Seebeck will stay to meet with the SAC members after the workshop, and “has agreed to work with us in whatever ways we may need her assistance in the future,” Redlich added.
Support for caregivers, and contacts with families of people needing care resources, have been a major focus of Redlich's work. She told the SAC members that she had been “responding to the needs of individual seniors on island: people wanting to remain in their homes, some of whom have caregivers attending them several times a day. In some cases we’ve been asked to augment that care with persons to help with errands in town and at other times asked for persons to substitute for caregivers who are taking a day or more off. At yet other times, we’ve been asked for help taking people to the Medical Center.”
“The caregiver issue is important,” Redlich continued. “While there are a number of persons undertaking this role on island, they seem to have a wide range of skill or expertise level. Some are persons caring for a loved one, others who began with assisting loved ones, and then channeling their kindness and experience into care for others. Then there are some who have a wide range of skills, developed by experience and/or training.”
Other areas of concern highlighted in her monthly reports for March and April included housing on-island dedicated for seniors, social services, medical care, and both “uncovering resources” to meet financial and other needs and “advocacy” to encourage people to take advantage of those resources.
Encouraging participation is important, all agreed. “We have all met people who don't want help, but need it,” Redlich said. “There was a generation on this island who don't want help,” member Dottie Graham opined, but “the next generation does want help.”
Participation has been an issue for the bi-weekly on-island shuttle service. “There continues to be reluctance on the part of some islanders, who may construe the town shuttle as inferring their lack of independence,” Redlich reported; however, she “will continue to promote it, especially as a social event tied into the [movie] matinee at the library.”
Committee Co-Chair Gail Pierce added that she had spoken to Library Director Kristin Baumann about expanding opportunities for combining respite care for caregivers with library programs. Pierce and Redlich will follow up with Baumann, hoping to start activities before the summer.
Redlich also cited recent conversations with individuals and families about financial issues; a recommendation for a program on how to deal with depression and anxiety; and “exploring the development of affordable rental housing for seniors” with Cindy Pappas, Chair of the Block Island Housing Board.

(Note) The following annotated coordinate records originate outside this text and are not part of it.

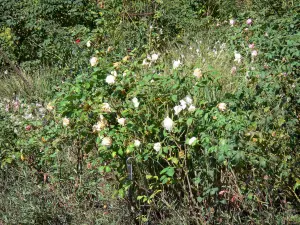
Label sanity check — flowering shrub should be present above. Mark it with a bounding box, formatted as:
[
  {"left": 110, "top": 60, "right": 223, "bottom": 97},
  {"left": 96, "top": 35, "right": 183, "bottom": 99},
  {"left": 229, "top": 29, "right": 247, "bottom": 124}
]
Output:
[{"left": 0, "top": 1, "right": 300, "bottom": 224}]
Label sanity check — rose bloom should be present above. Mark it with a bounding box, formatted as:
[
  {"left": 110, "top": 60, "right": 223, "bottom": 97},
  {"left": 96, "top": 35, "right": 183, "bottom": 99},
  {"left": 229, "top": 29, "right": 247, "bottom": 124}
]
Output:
[
  {"left": 193, "top": 68, "right": 203, "bottom": 78},
  {"left": 188, "top": 137, "right": 197, "bottom": 145},
  {"left": 173, "top": 60, "right": 181, "bottom": 69},
  {"left": 63, "top": 117, "right": 70, "bottom": 127},
  {"left": 188, "top": 105, "right": 196, "bottom": 112},
  {"left": 86, "top": 41, "right": 92, "bottom": 48},
  {"left": 106, "top": 46, "right": 113, "bottom": 52},
  {"left": 134, "top": 140, "right": 141, "bottom": 147},
  {"left": 46, "top": 102, "right": 54, "bottom": 111},
  {"left": 218, "top": 102, "right": 227, "bottom": 112},
  {"left": 234, "top": 52, "right": 242, "bottom": 63},
  {"left": 230, "top": 66, "right": 237, "bottom": 74},
  {"left": 118, "top": 118, "right": 126, "bottom": 126},
  {"left": 251, "top": 50, "right": 258, "bottom": 57},
  {"left": 249, "top": 43, "right": 255, "bottom": 49},
  {"left": 93, "top": 115, "right": 108, "bottom": 133},
  {"left": 25, "top": 125, "right": 31, "bottom": 131},
  {"left": 151, "top": 54, "right": 159, "bottom": 62},
  {"left": 105, "top": 75, "right": 116, "bottom": 84},
  {"left": 184, "top": 96, "right": 193, "bottom": 105},
  {"left": 179, "top": 99, "right": 186, "bottom": 109},
  {"left": 153, "top": 142, "right": 161, "bottom": 152},
  {"left": 101, "top": 103, "right": 111, "bottom": 112},
  {"left": 229, "top": 19, "right": 235, "bottom": 27},
  {"left": 173, "top": 105, "right": 183, "bottom": 115},
  {"left": 132, "top": 97, "right": 140, "bottom": 108},
  {"left": 101, "top": 137, "right": 112, "bottom": 147},
  {"left": 90, "top": 57, "right": 98, "bottom": 66},
  {"left": 163, "top": 116, "right": 174, "bottom": 131}
]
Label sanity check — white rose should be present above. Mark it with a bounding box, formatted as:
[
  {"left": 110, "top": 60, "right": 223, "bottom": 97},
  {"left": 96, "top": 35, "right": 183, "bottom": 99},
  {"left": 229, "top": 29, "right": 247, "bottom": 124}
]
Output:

Committee members added concerns about in-home health care and ensuring safe on-island transportation to the Medical Center.

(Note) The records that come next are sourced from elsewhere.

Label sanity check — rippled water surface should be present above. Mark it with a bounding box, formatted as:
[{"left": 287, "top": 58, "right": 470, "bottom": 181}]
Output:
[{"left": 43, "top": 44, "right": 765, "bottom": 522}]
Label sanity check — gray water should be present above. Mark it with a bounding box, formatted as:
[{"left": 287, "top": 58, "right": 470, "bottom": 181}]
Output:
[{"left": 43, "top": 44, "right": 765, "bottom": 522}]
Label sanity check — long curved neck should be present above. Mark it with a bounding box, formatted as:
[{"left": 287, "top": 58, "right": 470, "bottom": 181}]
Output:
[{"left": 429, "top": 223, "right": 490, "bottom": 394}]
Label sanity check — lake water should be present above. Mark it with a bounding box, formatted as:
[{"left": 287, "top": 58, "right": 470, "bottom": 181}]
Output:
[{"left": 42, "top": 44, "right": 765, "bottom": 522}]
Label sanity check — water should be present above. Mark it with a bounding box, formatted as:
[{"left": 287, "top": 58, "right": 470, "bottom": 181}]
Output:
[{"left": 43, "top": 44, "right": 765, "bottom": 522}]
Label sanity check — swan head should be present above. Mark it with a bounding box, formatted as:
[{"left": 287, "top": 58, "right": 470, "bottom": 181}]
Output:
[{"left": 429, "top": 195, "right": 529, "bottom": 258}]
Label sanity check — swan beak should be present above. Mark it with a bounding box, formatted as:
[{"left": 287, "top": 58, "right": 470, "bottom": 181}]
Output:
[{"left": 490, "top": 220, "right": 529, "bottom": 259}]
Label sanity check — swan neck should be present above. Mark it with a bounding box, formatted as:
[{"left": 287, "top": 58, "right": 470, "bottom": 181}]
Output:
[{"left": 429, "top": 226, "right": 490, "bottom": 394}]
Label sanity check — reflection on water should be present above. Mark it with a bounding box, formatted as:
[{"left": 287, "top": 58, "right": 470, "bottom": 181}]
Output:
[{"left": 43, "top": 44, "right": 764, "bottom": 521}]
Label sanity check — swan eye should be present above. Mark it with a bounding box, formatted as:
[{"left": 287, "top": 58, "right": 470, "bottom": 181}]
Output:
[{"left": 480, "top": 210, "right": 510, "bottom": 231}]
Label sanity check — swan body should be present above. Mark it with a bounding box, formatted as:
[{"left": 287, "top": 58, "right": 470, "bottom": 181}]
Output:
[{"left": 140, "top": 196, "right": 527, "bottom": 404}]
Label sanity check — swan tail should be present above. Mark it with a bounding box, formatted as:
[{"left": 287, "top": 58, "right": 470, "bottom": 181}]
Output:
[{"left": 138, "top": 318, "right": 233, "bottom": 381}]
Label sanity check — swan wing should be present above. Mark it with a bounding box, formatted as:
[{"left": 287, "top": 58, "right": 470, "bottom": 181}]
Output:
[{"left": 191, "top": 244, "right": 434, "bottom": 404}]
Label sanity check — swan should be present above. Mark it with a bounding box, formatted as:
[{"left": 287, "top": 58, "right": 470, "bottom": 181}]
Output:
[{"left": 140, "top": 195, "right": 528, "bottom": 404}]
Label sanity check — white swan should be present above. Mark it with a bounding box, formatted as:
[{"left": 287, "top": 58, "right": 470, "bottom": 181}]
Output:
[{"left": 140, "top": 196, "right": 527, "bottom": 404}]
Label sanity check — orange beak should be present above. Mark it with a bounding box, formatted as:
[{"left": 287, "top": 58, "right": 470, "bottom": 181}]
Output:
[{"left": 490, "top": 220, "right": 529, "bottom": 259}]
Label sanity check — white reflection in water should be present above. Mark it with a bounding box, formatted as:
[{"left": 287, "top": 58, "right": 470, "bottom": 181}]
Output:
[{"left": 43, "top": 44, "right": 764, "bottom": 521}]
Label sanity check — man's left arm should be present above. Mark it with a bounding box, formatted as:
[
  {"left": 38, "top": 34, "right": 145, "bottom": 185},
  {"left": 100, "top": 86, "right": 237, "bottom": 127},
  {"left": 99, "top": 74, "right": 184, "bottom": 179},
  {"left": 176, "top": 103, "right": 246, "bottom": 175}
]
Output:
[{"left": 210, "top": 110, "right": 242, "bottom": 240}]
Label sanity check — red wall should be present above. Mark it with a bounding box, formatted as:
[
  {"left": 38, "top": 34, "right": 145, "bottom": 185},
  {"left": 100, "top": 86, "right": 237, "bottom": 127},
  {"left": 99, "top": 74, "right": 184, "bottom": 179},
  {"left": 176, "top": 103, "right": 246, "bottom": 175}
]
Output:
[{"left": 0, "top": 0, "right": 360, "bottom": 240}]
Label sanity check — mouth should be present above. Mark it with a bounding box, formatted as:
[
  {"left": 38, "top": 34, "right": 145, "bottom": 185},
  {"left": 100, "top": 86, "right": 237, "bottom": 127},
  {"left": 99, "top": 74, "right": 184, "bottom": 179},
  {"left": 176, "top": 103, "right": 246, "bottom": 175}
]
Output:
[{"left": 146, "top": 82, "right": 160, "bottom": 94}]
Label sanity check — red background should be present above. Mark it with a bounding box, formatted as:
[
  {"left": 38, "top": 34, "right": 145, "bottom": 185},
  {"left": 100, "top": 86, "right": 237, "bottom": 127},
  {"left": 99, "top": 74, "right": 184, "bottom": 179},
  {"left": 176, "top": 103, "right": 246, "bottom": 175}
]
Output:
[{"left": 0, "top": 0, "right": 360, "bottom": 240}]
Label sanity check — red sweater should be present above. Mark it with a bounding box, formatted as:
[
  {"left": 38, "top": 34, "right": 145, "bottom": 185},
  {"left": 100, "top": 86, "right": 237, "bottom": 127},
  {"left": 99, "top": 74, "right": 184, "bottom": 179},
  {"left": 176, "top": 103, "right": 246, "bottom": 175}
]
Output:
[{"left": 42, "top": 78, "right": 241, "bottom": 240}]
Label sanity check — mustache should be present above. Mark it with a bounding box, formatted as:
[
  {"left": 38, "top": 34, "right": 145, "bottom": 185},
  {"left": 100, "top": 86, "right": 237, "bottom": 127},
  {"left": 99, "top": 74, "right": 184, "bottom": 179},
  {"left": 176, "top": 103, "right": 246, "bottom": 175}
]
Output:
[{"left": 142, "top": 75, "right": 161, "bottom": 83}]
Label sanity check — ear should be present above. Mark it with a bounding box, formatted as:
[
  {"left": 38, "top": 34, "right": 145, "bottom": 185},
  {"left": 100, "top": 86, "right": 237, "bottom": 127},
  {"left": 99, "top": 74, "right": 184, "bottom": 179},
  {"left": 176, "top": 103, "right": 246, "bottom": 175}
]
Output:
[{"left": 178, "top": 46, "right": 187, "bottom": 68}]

The Senior Advisory Committee's next meeting is scheduled for Tuesday, May 16, 9:30 a.m. at the Town Hall.
A followup to the Asset Protection and Estate Planning Program presented by Attorney Matt Mercer in January is being planned for either May 18 or 22. The first personal consultation with his firm is gratis.
The SAC will continue to offer its on-island shuttle (bi-weekly on Wednesdays). The last off-island shuttle for the spring from the Point Judith boat landing to shopping and other destinations is scheduled for Thursday April 27.
Seated strengthening exercise and Tai Chi classes will continue at the Community Center.
A demonstration of how to use automatic defibrillator devices for cardiac emergencies will be rescheduled.
Psychotherapist Kerri Gaffett will resume a support group for caregivers in the spring.
Social programs being considered are a party celebrating spring “for returning snowbirds,” and an off-island theatre trip to Matunuck or Warwick.